Остаюсь, сэр, Вашим покорным слугой,
и т. д., и т. д.
Я храню надежду обнаружить такое письмо в своей почтовой ячейке в швейцарской. До сих пор у меня были одни разочарования. Если в ячейке что-то есть, то обычно это какая-нибудь ерунда, вроде записки от руководителя группы или ксерокопии напоминания об очередном собрании одного из бесчисленных обществ, в которые я вступил во время ярмарки для новичков, совсем об этом позабыв. Если повезет, то там окажется твердое тисненое приглашение на модную вечеринку с напитками у какой-нибудь важной персоны; его можно поставить на каминную доску, чтобы все видели, что я тоже важная персона.
Письмо же это упорно остается лишь в области фантазии. А мой отец упорно остается мистером Хью Девере, преуспевающим, но далеко не нажившим ста миллионов фунтов бизнесменом из западной части Центральной Англии.
Что очень стыдно, потому что, будь он герцогом — или, не будем привередничать, графом, лордом или хотя бы простым баронетом, — мне было бы гораздо легче представлять его своим новым друзьям. Но объяснять это ему — бесполезно. Он не учился в Оксфорде. Он не поймет.
— Ты уверен, что не хочешь пригласить на обед кого-нибудь из своих друзей, а, парень? — спрашивает он меня оглушительно громким голосом, который несется от Том-Гейт через Большой двор в Пекуотер и проникает в окна всех приличных людей, с которыми я знаком.
Я несколько преувеличиваю. В действительности он говорит не громко. И у него нет выраженного бирмингемского акцента. В центральных графствах его произношение сочли бы шикарным, поэтому я, наверно, и не замечал его раньше. Но после двух триместров в Оксфорде мне хочется провалиться под землю всякий раз, когда он раскрывает рот.
— Как, например, насчет твоего приятеля Нортона. Интересно было бы увидеться с ним снова, правда, Джулия? — говорит он.
— Да, дорогой, — отвечает Джулия с шикарным акцентом. Впервые в жизни я начинаю присматриваться к своей мачехе. Что, например, думаю я, если представить себе, что она моя мать, а этот смущающий меня малый из Бирмингема — мой отчим?
— Нортон очень занят, — вру я. — И столик заказан только на одного. Так что идем.
В данном случае, как я начинаю понимать, выбор «Элизабет» был не самым удачным решением. Да, это один из самых шикарных оксфордских ресторанов, в который лучше всего идти, когда платит кто-то другой. Но именно поэтому старшекурсники Крайст-Черча так часто ходят в него, когда родители угощают их обедом. Лучше было бы заказать столик в ресторане, который несколько подальше от города. Скажем, в районе Бирмингема. Или на Гебридских островах.
«Элизабет» — старомодный, с низкими потолками и очень традиционной французской кухней ресторан.
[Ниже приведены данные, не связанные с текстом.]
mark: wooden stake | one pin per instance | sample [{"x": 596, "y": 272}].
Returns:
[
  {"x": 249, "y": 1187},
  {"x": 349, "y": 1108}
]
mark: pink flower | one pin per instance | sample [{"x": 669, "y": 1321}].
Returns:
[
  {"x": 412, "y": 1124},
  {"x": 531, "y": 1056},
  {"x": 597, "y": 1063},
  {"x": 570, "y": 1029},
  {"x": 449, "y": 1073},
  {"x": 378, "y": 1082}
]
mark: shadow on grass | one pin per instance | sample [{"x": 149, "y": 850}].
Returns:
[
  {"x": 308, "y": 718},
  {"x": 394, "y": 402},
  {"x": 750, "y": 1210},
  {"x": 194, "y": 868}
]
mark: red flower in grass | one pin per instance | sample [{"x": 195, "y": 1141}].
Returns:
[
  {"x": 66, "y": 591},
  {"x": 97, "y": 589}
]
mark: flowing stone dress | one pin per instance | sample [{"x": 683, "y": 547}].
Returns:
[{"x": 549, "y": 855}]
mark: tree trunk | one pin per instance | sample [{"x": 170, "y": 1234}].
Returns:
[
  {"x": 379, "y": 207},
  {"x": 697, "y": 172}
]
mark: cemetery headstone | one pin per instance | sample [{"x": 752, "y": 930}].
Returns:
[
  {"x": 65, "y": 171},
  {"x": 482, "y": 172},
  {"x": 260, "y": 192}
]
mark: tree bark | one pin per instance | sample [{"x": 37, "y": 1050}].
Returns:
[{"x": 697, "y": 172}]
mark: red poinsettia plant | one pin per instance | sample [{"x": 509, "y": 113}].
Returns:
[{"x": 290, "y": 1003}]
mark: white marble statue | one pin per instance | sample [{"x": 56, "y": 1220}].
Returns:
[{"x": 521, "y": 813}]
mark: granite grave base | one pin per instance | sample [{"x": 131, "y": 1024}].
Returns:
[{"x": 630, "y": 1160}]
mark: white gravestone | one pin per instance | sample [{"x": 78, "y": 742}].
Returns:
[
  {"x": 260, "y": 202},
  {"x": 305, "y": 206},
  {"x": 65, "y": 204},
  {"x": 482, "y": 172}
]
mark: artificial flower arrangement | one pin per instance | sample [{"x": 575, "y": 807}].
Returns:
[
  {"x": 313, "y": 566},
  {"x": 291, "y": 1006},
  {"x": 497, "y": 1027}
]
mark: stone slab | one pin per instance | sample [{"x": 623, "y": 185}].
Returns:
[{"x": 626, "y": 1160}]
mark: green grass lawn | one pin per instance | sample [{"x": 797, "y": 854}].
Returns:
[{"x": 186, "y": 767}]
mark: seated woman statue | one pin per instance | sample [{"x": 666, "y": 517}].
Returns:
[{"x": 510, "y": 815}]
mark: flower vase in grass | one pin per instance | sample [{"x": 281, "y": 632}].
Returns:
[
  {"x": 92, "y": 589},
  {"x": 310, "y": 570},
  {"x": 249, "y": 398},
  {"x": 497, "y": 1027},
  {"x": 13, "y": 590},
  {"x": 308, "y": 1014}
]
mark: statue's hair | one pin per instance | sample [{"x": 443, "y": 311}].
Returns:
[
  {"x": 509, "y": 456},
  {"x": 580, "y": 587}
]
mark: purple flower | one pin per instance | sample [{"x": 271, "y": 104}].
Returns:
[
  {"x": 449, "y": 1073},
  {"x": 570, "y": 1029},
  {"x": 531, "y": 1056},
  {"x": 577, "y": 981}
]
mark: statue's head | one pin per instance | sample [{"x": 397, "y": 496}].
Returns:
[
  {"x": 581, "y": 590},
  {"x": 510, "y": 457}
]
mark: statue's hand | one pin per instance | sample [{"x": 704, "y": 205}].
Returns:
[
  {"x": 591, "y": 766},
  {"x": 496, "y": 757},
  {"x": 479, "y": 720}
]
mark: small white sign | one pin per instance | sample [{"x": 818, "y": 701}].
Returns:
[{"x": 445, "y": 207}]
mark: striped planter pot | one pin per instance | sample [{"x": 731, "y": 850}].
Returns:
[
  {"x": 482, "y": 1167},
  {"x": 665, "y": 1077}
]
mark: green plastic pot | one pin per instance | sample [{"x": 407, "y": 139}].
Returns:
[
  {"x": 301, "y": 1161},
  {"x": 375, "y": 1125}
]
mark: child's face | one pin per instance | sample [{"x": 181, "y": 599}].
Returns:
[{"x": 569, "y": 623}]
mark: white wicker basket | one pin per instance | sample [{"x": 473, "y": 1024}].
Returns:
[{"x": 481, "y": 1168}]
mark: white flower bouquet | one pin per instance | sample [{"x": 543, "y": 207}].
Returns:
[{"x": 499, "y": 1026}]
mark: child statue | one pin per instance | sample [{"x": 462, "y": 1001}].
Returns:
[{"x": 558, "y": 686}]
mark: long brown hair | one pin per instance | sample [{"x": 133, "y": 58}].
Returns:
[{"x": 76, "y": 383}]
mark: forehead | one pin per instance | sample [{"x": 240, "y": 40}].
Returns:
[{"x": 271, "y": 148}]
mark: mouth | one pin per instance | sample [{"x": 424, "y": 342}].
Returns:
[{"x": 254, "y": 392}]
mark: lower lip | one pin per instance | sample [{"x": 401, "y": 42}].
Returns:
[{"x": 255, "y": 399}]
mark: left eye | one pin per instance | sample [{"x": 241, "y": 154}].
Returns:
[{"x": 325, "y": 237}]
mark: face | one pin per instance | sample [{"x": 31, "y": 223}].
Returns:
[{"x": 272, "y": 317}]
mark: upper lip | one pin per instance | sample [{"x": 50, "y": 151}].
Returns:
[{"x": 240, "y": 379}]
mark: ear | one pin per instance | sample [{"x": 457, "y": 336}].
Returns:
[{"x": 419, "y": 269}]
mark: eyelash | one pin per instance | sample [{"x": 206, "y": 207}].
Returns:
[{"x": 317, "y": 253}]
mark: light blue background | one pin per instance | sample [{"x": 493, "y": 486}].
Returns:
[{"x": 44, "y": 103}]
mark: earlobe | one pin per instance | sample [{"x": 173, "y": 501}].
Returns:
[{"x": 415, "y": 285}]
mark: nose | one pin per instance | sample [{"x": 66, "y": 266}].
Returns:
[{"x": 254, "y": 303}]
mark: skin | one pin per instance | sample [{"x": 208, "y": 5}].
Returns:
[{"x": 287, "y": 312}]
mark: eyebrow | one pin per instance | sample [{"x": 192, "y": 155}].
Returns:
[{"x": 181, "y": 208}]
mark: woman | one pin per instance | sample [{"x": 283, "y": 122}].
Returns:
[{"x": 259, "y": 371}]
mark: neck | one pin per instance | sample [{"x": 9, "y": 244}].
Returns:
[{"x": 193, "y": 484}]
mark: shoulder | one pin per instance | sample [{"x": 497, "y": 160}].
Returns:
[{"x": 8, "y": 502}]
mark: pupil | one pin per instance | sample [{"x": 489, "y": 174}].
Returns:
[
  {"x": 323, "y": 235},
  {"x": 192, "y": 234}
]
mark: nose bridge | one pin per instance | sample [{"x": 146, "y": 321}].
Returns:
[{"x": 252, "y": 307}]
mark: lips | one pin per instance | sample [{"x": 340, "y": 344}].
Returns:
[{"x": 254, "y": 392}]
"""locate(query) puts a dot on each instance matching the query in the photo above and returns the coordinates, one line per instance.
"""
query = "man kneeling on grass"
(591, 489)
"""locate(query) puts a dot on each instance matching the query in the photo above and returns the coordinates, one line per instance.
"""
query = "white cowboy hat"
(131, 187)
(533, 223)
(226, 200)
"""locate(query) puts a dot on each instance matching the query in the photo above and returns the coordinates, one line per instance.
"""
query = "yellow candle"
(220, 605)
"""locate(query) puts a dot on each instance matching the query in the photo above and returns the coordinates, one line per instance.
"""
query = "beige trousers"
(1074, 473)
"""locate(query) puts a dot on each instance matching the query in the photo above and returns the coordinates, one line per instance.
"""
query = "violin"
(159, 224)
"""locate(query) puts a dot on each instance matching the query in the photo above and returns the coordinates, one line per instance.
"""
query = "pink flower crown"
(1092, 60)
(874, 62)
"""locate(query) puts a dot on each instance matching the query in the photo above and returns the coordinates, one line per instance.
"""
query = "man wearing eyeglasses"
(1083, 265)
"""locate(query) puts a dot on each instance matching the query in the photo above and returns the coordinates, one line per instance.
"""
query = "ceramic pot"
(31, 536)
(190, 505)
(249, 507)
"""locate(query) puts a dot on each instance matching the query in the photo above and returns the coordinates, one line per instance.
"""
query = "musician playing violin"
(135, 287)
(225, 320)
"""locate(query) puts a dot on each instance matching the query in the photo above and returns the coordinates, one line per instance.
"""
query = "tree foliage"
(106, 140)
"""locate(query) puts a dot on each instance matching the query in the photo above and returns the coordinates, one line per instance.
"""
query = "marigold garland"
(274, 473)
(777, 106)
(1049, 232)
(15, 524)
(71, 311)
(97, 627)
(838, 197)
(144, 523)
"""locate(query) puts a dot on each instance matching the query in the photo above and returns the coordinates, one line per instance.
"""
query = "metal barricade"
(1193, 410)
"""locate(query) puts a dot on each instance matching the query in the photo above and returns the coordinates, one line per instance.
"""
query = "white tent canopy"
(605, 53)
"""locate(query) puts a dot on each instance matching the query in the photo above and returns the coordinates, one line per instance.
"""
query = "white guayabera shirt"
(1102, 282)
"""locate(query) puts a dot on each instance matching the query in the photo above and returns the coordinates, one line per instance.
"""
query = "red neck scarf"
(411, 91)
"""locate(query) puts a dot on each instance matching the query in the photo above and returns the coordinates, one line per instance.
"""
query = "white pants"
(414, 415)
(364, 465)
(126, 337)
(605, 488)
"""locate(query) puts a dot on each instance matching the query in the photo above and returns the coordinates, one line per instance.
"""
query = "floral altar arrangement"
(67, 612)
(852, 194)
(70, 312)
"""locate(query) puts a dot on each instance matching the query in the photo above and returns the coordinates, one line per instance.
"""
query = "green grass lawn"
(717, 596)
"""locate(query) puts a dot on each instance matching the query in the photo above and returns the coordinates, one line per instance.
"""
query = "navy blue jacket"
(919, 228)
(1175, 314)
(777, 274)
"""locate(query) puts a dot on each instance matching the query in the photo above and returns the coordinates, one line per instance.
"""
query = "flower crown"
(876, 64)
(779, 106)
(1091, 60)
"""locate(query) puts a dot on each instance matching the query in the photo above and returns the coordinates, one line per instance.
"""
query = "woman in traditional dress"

Из тех мест, где вас накормят розовыми бараньими косточками. К счастью, я вижу здесь мало знакомых. А те, кого я замечаю, похоже, так же не расположены знакомить меня со своими родителями, как я их — со своими. Все же столики располагаются в пределах слышимости один от другого, поэтому следует проявлять осторожность.
Я считаю необходимым принять следующие меры: говорить тихим голосом, чтобы отец вел себя так же; схватить карту вин и заказать бутылку кларета («Ты что, пьешь теперь кларет?» — «Тихо, папа, тихо!»), прежде чем отец успеет поинтересоваться наличием красного анжуйского; вести разговор так, чтобы отцу пореже удавалось вставить слово; обращаться со всеми вопросами о том, как дела дома, к мачехе, у которой нет такого акцента.
В результате обед оказывается напряженным и безрадостным мероприятием. Вместо того чтобы поболтать со своим стариком, обменяться обычными семейными шутками, обсудить текущие дела, я смотрю на соседние столики и думаю: «Ну почему мои родители не могут так же, как те, ходить в твиде, говорить хорошо поставленными голосами и вести себя сдержанно?» При этом мучаюсь мыслями, так ли заметно, что на отце костюм, купленный в «Марксе и Спенсере», рубашка на нем полусинтетическая и с одинарными манжетами, что галстук на нем ни в крапинку, ни военной расцветки и что ботинки, в которые он обут, — о, господи, ботинки! — это не начищенные до блеска черные полуботинки ручной работы с гонкими шнурками, а вульгарные серые мокасины с безвкусной металлической эмблемой, какие могут носить только бизнесмены из западных центральных графств.